First of all, there is some trickiness around what will be included in Pandora’s podcast offering, at least for now. The product enters public beta with a series of launch partners: APM, Gimlet, HeadGum, Maximum Fun, NPR, Parcast, PRX+PRI, reVolver, Slate, The New York Times, The Ramsey Network, The Ringer, WNYC Studios, Wondery, and Libsyn, plus This American Life and Serial. Which is to say, Pandora isn’t sporting an open platform, and inclusion depends on a series of discussions and negotiations. For now, to be distributed through the platform, you need to either be part of the aforementioned list of publishers, or be hosted on Libsyn. A spokesperson told me that not all content partners available on Pandora are listed in the press release, and that it’s still a dynamic process at the beginning of the beta launch. Definitely expect more inclusions over time, but for now, I’d check with my hosting provider to see what’s up, if I were you.
Another front to watch: monetization. Pandora’s podcast product enters public beta without any advertising tools, which are still being developed with the intent of rolling out sometime next year. How would podcast advertising on Pandora work? The details are still being worked out, I’m told, but Phillips discussed a potential scenario where it comes down to whether a publisher has an advertising deal with the company. In this hypothetical future, if a publisher does have a deal with Pandora, then the platform will strip the mid-roll ads baked into their episodes and swap it out with whatever podcast advertising experience the company comes up with. (The company is currently building the necessary tools to allow for those strip-and-swaps.) If not, those mid-rolls will be preserved. Again, this is how advertising might work, and Phillips notes that the company is in close contact with various podcast companies to figure out the best way to execute these relationships.
Publishers will also get enhanced analytics of whatever listens happen on Pandora, including episode completions, audience demographics, and so on. Again, table stakes stuff, podcast mosquito in amber, etc. etc.
For good measure, I asked about how the platform will handle content policing. (I was thinking, specifically, of The Alex Jones Problem that popped up over the summer.) Phillips acknowledged that this is a tricky hot button issue. “We try to be thoughtful and balanced,” he said, when it comes to the broader issues of censorship and policies. They do, however, have strong policies around hate speech.
Finally: original content. I’m told that there are no immediate plans for more original Pandora podcasts beyond Questlove Supreme… for now. “Watch this space,” Phillips said when I raised the question. Which, you know, sounds like they’re definitely going to do more stuff at some point in the future. I mean, come on. Spotify’s doing it, Google did it at one point, iHeartMedia literally bought a whole podcast company to keep doing it.
So, will Pandora’s Podcast Genome Project end up being a significant boost for the podcast industry, or will be slow on the take, as in the case of Spotify?
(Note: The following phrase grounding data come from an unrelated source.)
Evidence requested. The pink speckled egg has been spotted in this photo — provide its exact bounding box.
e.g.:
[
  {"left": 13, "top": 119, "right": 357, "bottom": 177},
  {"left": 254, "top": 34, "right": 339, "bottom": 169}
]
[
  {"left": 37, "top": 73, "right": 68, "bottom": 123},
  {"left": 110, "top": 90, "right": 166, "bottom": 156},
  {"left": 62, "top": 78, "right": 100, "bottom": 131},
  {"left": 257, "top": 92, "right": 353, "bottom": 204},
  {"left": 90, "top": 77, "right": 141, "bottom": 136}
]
Obviously, I have no idea. More broadly, it’s been a long time since I bought stock in any flashy narratives about new “inflection points” for podcasting. Every time I see something that makes a little voice in my head go “this could be big,” I try to take the voice out back and bury it beneath the shed. (It’s just good practice.)
Still, there’s something about Pandora’s Podcast Genome Project that strikes me as particularly interesting, if only because its approach seems genuinely untested at scale within the context of podcasting. (NPR One is a good test case for this, I think, though its usage remains a fraction of Pandora’s, even if it’s growing quite reliably.) As such, it wouldn’t surprise me if this was the thing that could well bring podcasting to a new place, even if I won’t buy into the possibility right this second. But even if it doesn’t, I won’t be blaming Pandora for under-cooking the pursuit. They have a niche, a place in the world. And they’re leaning into it.